Or more accurately a GYPSY. This article (warning: contains some mildly offensive language) does a pretty bang-up job of hitting the heart of my generation’s ongoing angst and cynicism. And when I say “my generation” (talking ’bout my geeeneration!), I definitely mean straight up “my”–because this nails my own low-level discontentment.
The fact is, I think I’m the bee’s knees. And I got tripped up in the article when the author said:
Even right now, the GYPSYs reading this are thinking, “Good point…but I actually am one of the few special ones”—and this is the problem.
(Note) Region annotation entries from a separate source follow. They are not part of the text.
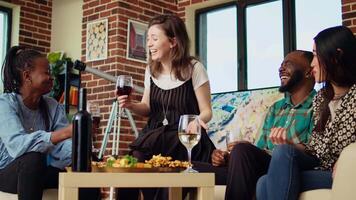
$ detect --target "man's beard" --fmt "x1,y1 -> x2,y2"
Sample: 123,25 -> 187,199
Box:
279,70 -> 304,92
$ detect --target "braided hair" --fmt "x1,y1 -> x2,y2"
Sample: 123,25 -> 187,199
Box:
2,46 -> 49,130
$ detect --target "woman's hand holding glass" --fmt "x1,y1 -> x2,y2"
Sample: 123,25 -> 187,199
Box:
211,149 -> 229,167
269,127 -> 294,144
116,75 -> 133,117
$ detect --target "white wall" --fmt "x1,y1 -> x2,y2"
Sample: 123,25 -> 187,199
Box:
51,0 -> 83,60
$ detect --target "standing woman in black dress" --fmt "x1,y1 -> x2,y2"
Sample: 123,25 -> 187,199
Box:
118,14 -> 215,198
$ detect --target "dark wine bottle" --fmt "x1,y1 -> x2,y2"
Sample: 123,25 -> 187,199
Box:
72,88 -> 92,172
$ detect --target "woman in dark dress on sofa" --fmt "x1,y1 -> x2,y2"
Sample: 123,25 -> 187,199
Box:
118,14 -> 215,199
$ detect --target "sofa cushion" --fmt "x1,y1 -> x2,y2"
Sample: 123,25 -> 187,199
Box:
299,189 -> 331,200
208,88 -> 283,149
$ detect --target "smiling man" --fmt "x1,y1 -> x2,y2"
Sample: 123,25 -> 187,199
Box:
193,50 -> 316,200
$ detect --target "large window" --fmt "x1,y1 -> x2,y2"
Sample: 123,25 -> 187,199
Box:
199,5 -> 237,93
196,0 -> 342,93
246,1 -> 283,89
0,6 -> 12,92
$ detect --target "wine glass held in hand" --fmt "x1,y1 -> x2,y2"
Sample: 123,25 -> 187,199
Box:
225,130 -> 242,153
116,75 -> 132,96
87,102 -> 101,161
178,115 -> 201,173
116,75 -> 133,117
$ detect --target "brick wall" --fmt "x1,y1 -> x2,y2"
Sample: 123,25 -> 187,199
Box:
5,0 -> 356,153
82,0 -> 177,154
6,0 -> 52,53
341,0 -> 356,35
82,0 -> 356,154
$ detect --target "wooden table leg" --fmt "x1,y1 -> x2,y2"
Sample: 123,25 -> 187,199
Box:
168,187 -> 182,200
58,186 -> 78,200
197,187 -> 214,200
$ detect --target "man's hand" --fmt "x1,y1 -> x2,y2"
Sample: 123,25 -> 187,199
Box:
269,127 -> 294,145
227,140 -> 251,152
211,149 -> 229,166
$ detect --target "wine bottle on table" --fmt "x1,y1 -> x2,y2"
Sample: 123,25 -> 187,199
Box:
72,88 -> 92,172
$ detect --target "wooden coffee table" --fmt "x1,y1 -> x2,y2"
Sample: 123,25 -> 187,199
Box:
58,172 -> 215,200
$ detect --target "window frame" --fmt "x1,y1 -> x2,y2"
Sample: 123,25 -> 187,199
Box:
0,5 -> 12,52
195,0 -> 296,91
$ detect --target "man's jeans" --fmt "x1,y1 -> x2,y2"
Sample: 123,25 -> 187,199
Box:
256,145 -> 332,200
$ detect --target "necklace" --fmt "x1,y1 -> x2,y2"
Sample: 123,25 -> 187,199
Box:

What I find interesting is that the article links this discontentment to careers, as if that’s the main way that we build value and worth. I suppose for many that may be true. But that’s certainly not the only way people, even GYPSYs, find value. It might be in a creative pursuit. It might be in fame. Or success. Or religion. Or family.
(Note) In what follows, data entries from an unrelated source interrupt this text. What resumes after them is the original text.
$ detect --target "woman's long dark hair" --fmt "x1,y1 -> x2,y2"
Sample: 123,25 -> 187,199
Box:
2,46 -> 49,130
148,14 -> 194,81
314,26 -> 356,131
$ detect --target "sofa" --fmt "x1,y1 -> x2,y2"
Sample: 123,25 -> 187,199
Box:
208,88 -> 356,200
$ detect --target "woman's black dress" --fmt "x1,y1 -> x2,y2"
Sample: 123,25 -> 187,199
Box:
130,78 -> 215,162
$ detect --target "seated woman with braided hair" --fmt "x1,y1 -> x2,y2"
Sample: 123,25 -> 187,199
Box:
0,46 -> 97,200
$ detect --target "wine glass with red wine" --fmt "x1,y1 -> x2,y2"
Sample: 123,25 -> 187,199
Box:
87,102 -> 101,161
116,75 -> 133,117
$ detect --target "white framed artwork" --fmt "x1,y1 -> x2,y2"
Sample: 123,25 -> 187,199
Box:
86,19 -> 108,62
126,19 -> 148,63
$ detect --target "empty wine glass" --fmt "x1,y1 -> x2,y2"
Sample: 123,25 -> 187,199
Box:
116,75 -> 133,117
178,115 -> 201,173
For me, I see these same principles at work in my faith and in my family and in my friendships. Shoot, it’s even in my blogging. Since I feel like I’m so special, I’m yearning for everyone to see that specialness and just fawn over it. Ick, but true. Deeper down, there’s a yearning to see and find specialness everywhere–and a rejection of the mundane and ordinary. Yet mundane and ordinary are by definition the way things are most of the time. So why are they not good enough for me?
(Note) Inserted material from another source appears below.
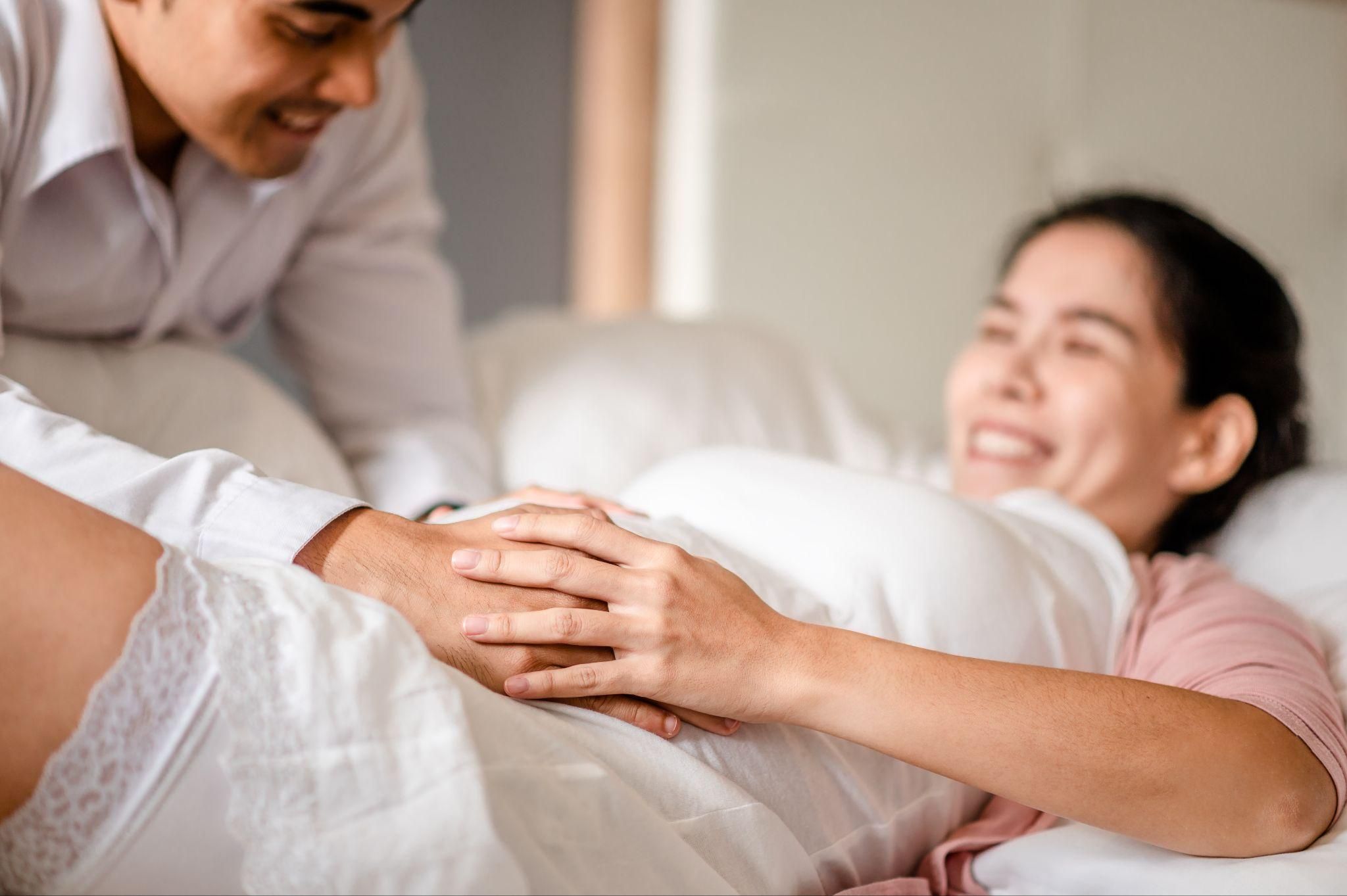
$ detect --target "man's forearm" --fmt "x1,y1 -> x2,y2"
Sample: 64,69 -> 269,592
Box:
781,626 -> 1334,856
Deep down, I know there must be something better. And there is–it’s just not here yet. The glorious day when perfect and ordinary meet is the day Jesus comes back. That’s what we’re all waiting for, whether we realize it or not. It’s just that we channel that desire into our work or play or family or self-image or whatever. We try to make perfection instead of finding perfection in the Perfect Lamb. Not that I think that’s easy (that’s why faith is a fight), but it’s still right. And good.